# Beginner's method



## crazycubes (Aug 16, 2013)

Here is a guide to beginner's method. Since the original one was too long, I have divided into four parts. Here is the link for the first part, I will upload rest soon.
thnx


https://www.youtube.com/watch?v=BxL87dkwkhc


----------



## wizH (Aug 18, 2013)

Not wanting to be a ******, but there are already several videos of very high quality on how to solve the cube with the LBL method...


----------



## Username (Aug 18, 2013)

I don't think we need more tutorials. There are so many good tutorials already...


----------



## crazycubes (Aug 24, 2013)

oh so what kind of videos arent popular?
Will f2l do?


----------



## Wassili (Aug 24, 2013)

crazycubes said:


> oh so what kind of videos arent popular?
> Will f2l do?



No.
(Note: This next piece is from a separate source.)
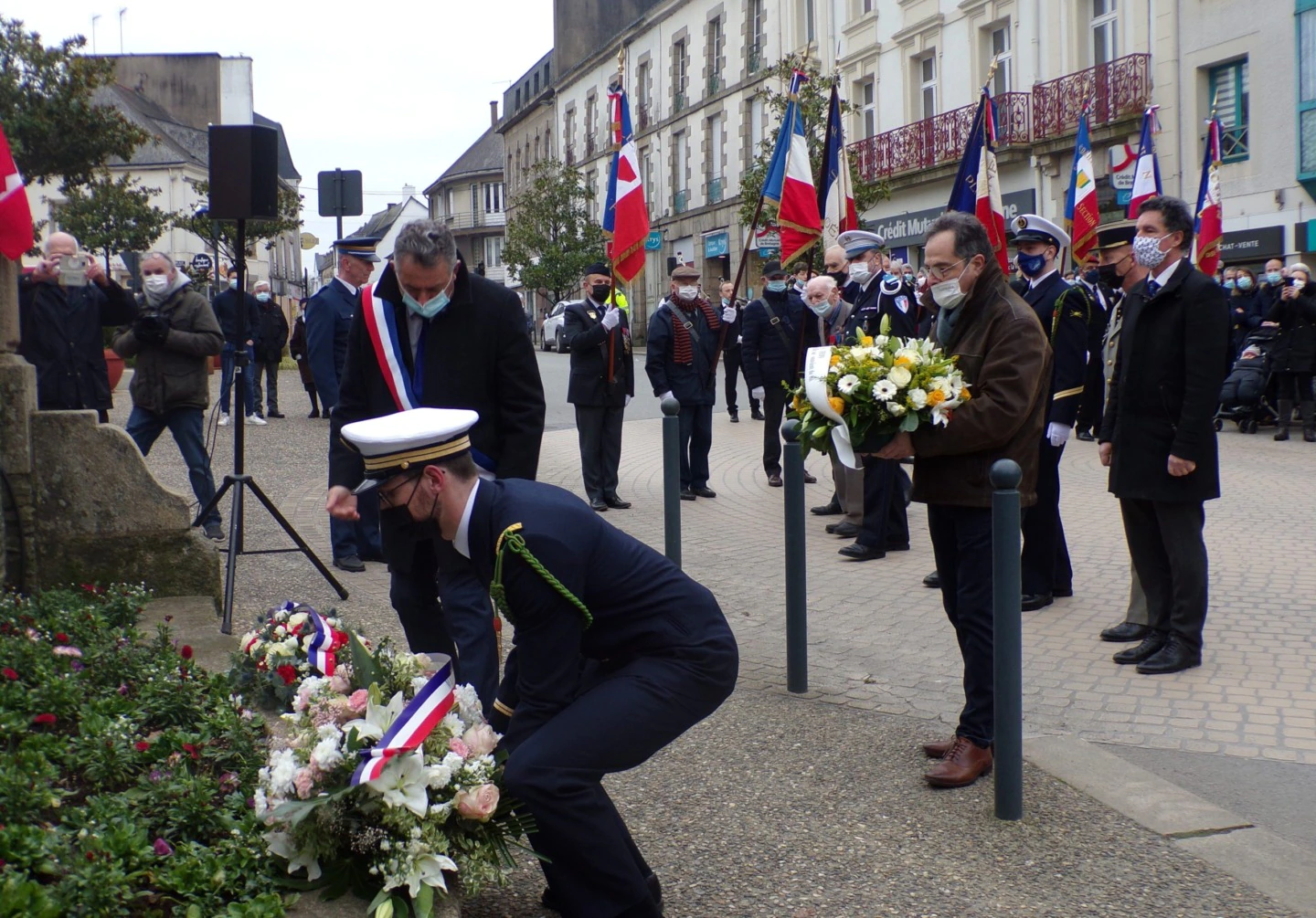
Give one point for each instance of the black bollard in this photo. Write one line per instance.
(672, 478)
(1008, 642)
(796, 580)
Every basic thing has already been covered. You could do something advanced, however you are not of an advanced skill level, and those videos won't be so "popular" as you want them to be.


----------



## crazycubes (Sep 6, 2013)

OK then i'll get better and then make one


----------



## iFaiLLL (Sep 13, 2013)

I guess that at this point of development, making a tutorial is useless. The information that you will put there is all around other videos. Unless you come up with something brand new - in that case go ahead and share it with us.

In my opinion, walthrough videos are always needed. Everybody has different ways to do things, and combining stuff from lots of cubers is cool 

also, videos on how to improve (tips for practise) are usefull too


----------